Si la divinidad tiene que ser racional y los clérigos alguaciles de nuestras costumbres, mejor prescindir de ellos y cambiar su prepotencia por profesores y policías

Fernando Savater
Bertrand Russell, alrededor de 1965.
Bertrand Russell, alrededor de 1965. Getty Images

La religión se parece a los toros en que las polémicas que suscita son casi tan antiguas como la cosa misma. A comienzos de este siglo hubo una nueva ofensiva en la vieja guerra: en el ámbito anglosajón aparecieron varios libros desafiantemente ateos o, mejor, antirreligiosos, firmados por ensayistas mediáticos. Causaron cierto revuelo entre gente poco aficionada a los debates teóricos y se ganaron imprudentes condenas eclesiásticas que vinieron muy bien a sus editores. En 2007, cuatro conspicuos cruzados sin cruz (Richard Dawkins, Christopher Hitchens, Daniel Dennett y Sam Harris) mantuvieron un amistoso coloquio sobre sus ideas antiteológicas, simplificando al máximo los argumentos (Los jinetes del apocalipsis, editorial Arpa). Todos son herederos del viejo Bertrand Russell y su ¿Por qué no soy cristiano?, añadiendo meandros anecdóticos a su arsenal, pero no siempre captando bien la ironía del maestro. Conclusiones: en el campo racional, la ciencia es imbatible por cualquier teología y los dogmas religiosos no favorecen la conducta moral mejor que una sana decencia laica, a veces todo lo contrario. Victoria por goleada del club ateo. Sin duda se lo merecen los crédulos, mejor que creyentes, que se toman al pie de la letra las Escrituras y pretenden que la Biblia derrote en su campo a Scientific American.

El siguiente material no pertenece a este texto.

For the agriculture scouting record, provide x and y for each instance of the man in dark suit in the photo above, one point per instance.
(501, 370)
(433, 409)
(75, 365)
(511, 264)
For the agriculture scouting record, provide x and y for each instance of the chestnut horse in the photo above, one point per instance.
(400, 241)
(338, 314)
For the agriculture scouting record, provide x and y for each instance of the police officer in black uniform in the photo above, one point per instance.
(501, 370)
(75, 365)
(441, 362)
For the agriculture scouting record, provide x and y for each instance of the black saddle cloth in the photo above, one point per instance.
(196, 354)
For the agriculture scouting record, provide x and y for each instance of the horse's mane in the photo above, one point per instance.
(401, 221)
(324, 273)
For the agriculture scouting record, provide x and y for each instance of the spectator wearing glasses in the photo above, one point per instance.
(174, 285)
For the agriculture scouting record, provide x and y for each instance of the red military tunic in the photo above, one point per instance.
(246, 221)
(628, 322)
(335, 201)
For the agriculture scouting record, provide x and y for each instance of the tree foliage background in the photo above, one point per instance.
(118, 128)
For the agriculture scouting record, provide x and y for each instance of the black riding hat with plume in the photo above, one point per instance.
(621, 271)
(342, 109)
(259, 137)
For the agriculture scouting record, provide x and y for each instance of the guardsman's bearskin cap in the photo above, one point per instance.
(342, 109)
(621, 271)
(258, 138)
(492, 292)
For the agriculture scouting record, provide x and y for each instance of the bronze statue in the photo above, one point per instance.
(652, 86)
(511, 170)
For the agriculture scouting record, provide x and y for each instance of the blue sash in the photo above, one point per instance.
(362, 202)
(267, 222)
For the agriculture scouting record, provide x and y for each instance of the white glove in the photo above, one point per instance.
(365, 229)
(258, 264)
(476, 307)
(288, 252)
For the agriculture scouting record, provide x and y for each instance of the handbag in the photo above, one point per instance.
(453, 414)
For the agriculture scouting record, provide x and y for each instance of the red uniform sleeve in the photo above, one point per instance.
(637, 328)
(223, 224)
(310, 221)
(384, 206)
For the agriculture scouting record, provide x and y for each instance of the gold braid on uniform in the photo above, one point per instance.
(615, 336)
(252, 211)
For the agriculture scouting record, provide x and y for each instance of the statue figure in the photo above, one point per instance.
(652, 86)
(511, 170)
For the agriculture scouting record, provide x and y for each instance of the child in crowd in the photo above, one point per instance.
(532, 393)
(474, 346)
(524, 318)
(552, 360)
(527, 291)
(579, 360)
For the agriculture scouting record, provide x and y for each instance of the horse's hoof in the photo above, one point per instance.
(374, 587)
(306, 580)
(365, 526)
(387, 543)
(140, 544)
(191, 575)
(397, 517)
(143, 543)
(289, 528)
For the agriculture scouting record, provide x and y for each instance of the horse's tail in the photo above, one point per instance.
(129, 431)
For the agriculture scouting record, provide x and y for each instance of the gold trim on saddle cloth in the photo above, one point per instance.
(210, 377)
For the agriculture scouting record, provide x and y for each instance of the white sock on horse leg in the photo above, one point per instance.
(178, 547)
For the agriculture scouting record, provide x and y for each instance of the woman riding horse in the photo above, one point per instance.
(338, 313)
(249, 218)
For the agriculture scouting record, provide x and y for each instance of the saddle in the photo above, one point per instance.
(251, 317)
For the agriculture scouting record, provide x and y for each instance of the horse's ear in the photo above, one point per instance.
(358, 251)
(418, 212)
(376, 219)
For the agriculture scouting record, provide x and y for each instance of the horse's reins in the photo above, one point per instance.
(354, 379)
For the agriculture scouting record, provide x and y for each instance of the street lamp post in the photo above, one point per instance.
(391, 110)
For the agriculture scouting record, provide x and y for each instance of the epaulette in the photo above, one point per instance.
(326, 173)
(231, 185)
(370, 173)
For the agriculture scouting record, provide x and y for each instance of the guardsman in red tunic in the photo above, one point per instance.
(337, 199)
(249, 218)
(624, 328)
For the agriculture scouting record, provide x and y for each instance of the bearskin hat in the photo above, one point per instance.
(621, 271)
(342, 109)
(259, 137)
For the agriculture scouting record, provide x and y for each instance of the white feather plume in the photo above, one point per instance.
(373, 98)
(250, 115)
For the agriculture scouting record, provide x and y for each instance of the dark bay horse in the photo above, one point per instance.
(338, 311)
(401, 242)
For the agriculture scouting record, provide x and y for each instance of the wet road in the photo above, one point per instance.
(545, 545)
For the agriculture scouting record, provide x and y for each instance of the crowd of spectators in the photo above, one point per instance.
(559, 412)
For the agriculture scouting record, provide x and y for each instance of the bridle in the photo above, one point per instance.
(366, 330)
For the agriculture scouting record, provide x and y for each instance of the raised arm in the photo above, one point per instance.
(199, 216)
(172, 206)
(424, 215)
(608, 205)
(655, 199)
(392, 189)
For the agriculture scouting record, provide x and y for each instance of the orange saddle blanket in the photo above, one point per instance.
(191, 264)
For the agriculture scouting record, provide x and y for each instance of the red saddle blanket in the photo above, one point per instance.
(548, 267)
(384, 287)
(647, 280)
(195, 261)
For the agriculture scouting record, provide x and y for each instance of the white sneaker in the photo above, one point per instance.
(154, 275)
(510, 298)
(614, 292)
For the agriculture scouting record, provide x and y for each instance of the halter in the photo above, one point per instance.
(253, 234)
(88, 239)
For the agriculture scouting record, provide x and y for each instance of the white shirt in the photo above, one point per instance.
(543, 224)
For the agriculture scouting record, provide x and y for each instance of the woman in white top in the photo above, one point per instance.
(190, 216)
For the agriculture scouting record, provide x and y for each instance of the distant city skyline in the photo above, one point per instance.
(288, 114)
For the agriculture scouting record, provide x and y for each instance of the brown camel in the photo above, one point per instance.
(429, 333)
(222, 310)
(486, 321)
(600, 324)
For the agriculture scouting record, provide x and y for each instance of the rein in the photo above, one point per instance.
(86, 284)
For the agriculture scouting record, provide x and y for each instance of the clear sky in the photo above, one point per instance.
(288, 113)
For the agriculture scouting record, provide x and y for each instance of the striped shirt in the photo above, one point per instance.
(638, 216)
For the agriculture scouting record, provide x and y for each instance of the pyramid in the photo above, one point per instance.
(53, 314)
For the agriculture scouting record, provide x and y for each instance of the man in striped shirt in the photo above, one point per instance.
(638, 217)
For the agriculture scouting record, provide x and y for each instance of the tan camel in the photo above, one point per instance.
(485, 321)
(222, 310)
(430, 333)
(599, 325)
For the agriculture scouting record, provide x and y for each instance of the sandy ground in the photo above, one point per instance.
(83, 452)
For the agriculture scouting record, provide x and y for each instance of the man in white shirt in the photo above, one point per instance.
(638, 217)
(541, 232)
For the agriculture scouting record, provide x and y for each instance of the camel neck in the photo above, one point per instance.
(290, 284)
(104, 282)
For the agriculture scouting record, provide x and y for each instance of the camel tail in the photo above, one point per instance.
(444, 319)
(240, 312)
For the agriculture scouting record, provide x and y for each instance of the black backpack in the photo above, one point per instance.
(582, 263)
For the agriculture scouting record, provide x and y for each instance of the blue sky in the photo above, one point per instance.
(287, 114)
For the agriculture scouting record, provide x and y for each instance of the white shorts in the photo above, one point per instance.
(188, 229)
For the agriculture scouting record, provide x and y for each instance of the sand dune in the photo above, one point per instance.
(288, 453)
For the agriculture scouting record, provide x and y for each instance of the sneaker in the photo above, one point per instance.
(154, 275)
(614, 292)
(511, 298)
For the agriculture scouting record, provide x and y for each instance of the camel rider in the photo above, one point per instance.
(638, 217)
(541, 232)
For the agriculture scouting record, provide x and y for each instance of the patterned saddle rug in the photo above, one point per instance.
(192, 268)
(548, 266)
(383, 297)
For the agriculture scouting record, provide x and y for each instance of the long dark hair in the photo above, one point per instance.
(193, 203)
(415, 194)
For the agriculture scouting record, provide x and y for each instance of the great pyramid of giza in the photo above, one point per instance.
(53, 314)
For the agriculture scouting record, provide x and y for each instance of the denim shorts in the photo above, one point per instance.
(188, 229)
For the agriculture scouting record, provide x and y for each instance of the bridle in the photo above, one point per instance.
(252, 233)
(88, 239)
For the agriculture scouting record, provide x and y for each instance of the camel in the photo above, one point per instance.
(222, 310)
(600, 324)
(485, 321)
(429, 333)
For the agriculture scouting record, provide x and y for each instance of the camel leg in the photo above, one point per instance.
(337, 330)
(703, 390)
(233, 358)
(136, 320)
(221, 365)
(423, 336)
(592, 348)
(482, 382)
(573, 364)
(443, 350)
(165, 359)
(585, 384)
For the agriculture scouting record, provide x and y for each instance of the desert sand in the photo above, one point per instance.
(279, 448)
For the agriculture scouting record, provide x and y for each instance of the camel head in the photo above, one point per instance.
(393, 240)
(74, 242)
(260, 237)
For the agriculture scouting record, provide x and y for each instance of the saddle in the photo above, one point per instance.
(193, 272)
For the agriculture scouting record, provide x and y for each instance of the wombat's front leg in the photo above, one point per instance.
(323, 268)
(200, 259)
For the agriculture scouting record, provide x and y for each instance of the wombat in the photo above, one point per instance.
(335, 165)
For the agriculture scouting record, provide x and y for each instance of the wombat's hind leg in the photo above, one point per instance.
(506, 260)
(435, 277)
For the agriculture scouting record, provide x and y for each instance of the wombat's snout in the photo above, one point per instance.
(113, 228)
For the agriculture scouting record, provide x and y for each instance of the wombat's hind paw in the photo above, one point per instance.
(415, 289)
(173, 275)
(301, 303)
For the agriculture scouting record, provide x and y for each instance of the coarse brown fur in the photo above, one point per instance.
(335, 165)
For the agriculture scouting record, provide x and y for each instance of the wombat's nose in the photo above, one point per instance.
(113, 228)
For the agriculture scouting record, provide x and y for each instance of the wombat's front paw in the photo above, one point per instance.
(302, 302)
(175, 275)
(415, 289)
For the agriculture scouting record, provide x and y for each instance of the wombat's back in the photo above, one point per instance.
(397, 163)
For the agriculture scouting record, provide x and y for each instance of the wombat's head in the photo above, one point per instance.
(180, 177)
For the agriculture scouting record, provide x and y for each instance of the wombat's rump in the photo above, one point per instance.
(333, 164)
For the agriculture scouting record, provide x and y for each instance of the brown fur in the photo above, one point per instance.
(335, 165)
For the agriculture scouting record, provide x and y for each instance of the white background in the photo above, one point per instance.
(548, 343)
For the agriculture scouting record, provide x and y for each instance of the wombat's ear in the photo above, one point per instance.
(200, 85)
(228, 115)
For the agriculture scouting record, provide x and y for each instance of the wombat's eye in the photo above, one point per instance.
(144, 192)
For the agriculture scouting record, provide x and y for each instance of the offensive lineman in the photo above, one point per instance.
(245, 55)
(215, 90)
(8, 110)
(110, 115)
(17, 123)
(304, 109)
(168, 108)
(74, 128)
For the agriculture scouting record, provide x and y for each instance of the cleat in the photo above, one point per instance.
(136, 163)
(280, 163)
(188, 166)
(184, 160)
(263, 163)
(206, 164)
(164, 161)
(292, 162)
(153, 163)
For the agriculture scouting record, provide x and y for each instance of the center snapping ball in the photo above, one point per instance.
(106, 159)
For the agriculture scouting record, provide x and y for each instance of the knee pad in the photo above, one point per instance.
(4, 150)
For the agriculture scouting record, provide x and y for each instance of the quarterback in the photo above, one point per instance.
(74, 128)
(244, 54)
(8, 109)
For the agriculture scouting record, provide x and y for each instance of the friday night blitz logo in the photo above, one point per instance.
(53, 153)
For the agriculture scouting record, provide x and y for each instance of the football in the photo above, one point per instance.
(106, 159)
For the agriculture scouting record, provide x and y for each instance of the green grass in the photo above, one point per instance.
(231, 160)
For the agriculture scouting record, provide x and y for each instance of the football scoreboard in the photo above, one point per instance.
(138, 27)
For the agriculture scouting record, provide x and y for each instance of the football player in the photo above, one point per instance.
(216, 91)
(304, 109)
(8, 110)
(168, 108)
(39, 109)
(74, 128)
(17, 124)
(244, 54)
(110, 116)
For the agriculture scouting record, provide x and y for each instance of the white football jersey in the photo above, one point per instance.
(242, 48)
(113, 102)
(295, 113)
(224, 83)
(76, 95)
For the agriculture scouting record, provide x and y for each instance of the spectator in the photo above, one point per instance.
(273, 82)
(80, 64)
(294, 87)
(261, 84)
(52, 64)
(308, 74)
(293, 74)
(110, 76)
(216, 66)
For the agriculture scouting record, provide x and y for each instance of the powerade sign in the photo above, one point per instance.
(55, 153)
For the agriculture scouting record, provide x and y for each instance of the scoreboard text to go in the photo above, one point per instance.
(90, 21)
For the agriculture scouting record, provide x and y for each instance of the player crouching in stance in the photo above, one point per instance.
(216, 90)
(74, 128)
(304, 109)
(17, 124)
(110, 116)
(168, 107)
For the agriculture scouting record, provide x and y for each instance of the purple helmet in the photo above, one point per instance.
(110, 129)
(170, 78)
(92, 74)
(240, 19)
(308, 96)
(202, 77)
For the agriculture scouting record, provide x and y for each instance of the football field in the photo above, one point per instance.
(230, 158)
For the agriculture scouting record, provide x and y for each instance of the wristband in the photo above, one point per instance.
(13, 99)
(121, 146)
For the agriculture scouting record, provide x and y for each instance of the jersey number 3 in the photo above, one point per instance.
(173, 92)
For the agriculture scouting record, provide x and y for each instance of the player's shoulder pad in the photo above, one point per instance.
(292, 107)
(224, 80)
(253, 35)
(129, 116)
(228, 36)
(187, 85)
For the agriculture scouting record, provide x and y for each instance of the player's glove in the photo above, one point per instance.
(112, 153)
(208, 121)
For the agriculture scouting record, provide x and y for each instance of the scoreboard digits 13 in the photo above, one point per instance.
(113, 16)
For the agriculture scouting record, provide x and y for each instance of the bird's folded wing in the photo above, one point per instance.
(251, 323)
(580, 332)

Para atender a una parturienta es mejor un manual de obstetricia que Bécquer o Rilke, pero eso no quita que los líricos también enseñen verdades sobre el amor. ¿No es más provechoso leer la religión en clave poética, como quiso Santayana, que científica o legal? Si la divinidad tiene que ser racional y los clérigos alguaciles de nuestras costumbres, mejor prescindir de ellos y cambiar su prepotencia por profesores y policías... Pero quizá a ratos orar al vacío: “¡Dios de lo imposible, sálvanos de lo necesario!”.